What the End of Daylight Savings Means for Your Health | Dr. Ali Ghahary

The clocks fell back over the weekend, which means you’re technically getting an extra hour of sleep. (If you didn’t already set your clocks behind an hour, this is your reminder to do that.) However, with daylight savings ending, this also means that there are some potential health risks that Dr. Ghahary says people should be aware of.

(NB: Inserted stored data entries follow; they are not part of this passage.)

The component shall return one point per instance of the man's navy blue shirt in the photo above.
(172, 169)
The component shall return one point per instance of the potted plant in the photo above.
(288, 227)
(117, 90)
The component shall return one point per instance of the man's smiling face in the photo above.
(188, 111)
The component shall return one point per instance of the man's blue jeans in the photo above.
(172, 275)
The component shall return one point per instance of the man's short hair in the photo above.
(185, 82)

Despite gaining an extra hour of sleep with the end of daylight savings, there is a chance that your sleep patterns could still be affected – especially if you’re someone who already consistently doesn’t get enough sleep; with things like social interactions, memory, learning, and your overall cognitive performance being affected – although these are things that tend to have more of an impact as a result of springing the clocks forward as opposed to falling back. When the clocks fall back, some individuals will either say they feel better rested, still feel sleep deprived, or may simply not notice any difference at all. If sleep is something you’re struggling with, then you should also pay close attention to certain habits. For example, if you’re watching television or if you’re using your computer, tablet, or on your smartphone late at night. There is also less light in the day when clocks fall back, and this absence of light can actually cause you to feel sleepier earlier – meaning you’ll either feel like you want to leave work early, or even want to go to bed earlier than you normally would. Less light can also cause one to feel irritable.

It’s not all bad, however. According to a study, turning the clocks back an hour has been shown to decrease the risk of heart attack by as much as 21% (as opposed to a 24% increase when the clocks spring forward.)

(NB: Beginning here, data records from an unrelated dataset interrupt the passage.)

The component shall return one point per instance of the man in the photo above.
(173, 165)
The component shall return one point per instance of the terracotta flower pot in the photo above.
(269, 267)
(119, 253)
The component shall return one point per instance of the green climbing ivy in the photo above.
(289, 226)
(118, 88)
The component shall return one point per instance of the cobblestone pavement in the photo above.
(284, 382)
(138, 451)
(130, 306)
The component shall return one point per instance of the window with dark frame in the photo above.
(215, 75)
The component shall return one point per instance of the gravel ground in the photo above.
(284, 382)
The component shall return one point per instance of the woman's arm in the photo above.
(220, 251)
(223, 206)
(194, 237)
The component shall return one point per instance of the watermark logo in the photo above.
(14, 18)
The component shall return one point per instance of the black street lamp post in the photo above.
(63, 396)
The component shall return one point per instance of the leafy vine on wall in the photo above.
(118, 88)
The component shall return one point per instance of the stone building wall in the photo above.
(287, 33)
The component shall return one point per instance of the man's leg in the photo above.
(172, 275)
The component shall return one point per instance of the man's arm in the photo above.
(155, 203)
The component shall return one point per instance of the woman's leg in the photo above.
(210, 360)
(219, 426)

There are also certain things we can do to prevent these time changes from wreaking havoc on our bodies, including changing our diet and getting out more during the daytime. Many individuals say they rely on alcohol in effort to help them fall asleep, but studies have shown that this can actually hinder your sleep pattern rather than help it, as alcohol disrupts the natural way in which your circadian rhythm functions. Furthermore, alcohol can also have a negative impact on your body in other ways, including liver function. While you might find that alcohol relaxes you, you still won’t get the quality of sleep you need. Things like carbohydrates and sugar should also be avoided as much as possible, as they can drain your energy and do a number on your metabolism as well as your glucose production.

To get used to the change in time, Dr. Ghahary also recommends exposing yourself to more light during the daytime. If you spend more time indoors during the fall, make sure to have your curtains and/or blinds open during the day. It’s also a good idea to get outside and enjoy the fresh air, even if it’s a bit cooler out, as fitness is something that’s important for our health on many different levels. Getting regular physical activity can help to elevate your serotonin levels, which can improve your mood, can give you additional Vitamin D intake through the sunshine, as well as give your immune system an extra boost. Once it starts to get dark out, try to avoid the use of really bright lights inside your home as this may actually help you fall asleep faster.

As mentioned, things like smartphones should be avoided when you’re trying to sleep, too. While it can be tempting to want to check your e-mails or respond to text messages late at night, try to wait until daylight hours to do that, as the more time you spend using devices such as these, the more trouble you will have falling asleep – and this can happen whether you set the clocks forwards or backwards.